Wednesday, June 15, 2011

Even in defeat, Sen. Robert Adley, R-Benton, made a compelling case for pushing back against Gov. Bobby Jindal’s famed lack of transparency. Adley’s Senate Bill 57 would have undone what Jindal managed to do in his first year in office — shield virtually all the records of Louisiana’s executive branch from the state’s public records law. Candidate Jindal called lawmakers’ claims that some records should be kept from the public “outrageous,” and he went to laudable steps to make rank-and-file state representatives and senators subject to a “gold standard” for ethics. “This is the people’s government. It is not my job to make it more difficult for them to get records — it’s my job to make it easier,” Adley argued on the Senate floor Monday. This was the third consecutive year the north Louisiana Republican has tried to make good for the gander what’s good for the geese. Several of his fellow senators also spoke favorably of the bill and urged a sheepish Senate to get behind it. In the end, the bill failed by a 22-14 vote, with Acadiana-area Sens. Mike Michot, Elbert Guillory and Fred Mills voting on the side of secrecy.
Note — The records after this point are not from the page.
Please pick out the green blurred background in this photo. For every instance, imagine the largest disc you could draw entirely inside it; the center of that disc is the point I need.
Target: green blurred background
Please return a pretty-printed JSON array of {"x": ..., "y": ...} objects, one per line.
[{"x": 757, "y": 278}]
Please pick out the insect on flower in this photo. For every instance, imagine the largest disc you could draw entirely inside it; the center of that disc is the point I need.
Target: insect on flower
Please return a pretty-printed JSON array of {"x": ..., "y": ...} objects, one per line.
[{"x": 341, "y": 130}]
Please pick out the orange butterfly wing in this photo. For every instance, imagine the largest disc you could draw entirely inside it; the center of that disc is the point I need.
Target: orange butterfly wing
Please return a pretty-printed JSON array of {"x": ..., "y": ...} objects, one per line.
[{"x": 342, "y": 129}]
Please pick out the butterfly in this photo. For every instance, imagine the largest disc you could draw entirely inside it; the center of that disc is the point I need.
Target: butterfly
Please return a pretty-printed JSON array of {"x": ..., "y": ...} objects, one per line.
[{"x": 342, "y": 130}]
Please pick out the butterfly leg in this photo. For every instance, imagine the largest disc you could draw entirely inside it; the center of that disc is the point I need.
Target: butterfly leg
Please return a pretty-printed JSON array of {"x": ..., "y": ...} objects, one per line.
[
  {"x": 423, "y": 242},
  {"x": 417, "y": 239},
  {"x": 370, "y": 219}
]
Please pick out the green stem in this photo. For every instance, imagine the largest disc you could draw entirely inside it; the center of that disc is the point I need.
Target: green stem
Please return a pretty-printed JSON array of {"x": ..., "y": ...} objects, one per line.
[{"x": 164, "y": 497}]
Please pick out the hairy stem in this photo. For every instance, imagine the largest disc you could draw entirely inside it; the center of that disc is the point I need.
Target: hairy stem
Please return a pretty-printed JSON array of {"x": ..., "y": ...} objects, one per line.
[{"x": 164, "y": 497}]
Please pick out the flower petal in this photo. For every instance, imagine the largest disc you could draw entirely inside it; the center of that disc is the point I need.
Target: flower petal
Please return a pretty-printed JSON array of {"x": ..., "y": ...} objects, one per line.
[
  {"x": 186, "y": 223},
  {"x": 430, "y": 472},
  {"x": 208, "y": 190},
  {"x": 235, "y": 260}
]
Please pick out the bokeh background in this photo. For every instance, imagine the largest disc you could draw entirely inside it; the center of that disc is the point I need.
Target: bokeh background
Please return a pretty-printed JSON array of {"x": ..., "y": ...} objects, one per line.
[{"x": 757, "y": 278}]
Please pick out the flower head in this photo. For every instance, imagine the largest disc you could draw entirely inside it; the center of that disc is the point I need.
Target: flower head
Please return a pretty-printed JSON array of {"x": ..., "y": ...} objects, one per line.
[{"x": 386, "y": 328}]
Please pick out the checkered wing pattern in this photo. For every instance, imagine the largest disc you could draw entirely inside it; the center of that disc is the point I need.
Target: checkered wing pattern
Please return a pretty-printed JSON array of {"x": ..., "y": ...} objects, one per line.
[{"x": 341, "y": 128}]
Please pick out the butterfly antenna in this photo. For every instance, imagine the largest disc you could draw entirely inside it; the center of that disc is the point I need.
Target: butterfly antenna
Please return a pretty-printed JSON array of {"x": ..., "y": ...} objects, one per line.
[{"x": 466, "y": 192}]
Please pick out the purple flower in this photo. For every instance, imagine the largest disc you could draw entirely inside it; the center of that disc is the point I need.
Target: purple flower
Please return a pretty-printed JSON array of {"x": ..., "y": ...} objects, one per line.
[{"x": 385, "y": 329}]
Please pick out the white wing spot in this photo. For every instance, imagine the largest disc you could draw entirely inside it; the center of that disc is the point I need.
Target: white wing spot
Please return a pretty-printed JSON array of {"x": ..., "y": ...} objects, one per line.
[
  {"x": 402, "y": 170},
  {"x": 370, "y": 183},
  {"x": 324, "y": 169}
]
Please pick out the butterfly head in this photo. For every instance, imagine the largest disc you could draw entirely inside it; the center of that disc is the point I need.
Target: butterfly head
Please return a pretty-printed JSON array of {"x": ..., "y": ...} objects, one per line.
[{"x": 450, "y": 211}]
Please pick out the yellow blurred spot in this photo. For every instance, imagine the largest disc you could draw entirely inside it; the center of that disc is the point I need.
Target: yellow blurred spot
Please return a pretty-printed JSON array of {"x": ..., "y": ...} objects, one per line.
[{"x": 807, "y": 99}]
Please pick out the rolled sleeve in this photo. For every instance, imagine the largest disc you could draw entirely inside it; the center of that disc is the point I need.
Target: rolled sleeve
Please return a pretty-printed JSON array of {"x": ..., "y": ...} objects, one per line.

Jindal’s opacity manifests in many ways. The Senate & Governmental Affairs Committee got so fed up with it last week, it voted unanimously to issue a subpoena for a financial analysis on the Office of Group Benefits prepared by a private firm. The OGB is the agency in charge of the health insurance plans for roughly 60,000 state workers — a plan Jindal wants to privatize. It’s also worth noting that the OGB has a $500 million surplus — funds critics charge Jindal wants to get his hands on to plug holes in the budget. Jindal canned the OGB’s former director, who opposed the privatization plan, and his replacement recently resigned following a contentious confirmation hearing that centered on the report at the heart of the subpoena. A national political news site, TPM, has joined the fray by filing a public records request seeking the report, which so far and like so many of Jindal’s official business on behalf of his employers — us taxpayers — remains secret.

On the same day the Senate & Governmental Affairs Committee issued the subpoena for the OGB analysis, it got another primer on secrecy from Bruce Greenstein, secretary of the state Department of Health and Hospitals. For weeks Greenstein had refused to reveal which private firm had been recommended to win the most lucrative contract issued by the state — for running the Medicaid Management Information System, a contract currently worth $34 million. A least one committee member characterized Greenstein’s refusal to divulge the firm as “stonewalling.” Reminded about the fracas with OGB privatization, Greenstein finally fessed up: The winning firm is none other than his former employer, CNSI. Greenstein insists — and we’ll take him at his word — that he recused himself from the selection process due to the conflict of interest. The committee, nonetheless, voted to issue a subpoena for any records related to Greenstein’s contact with CNSI or its lobbyists.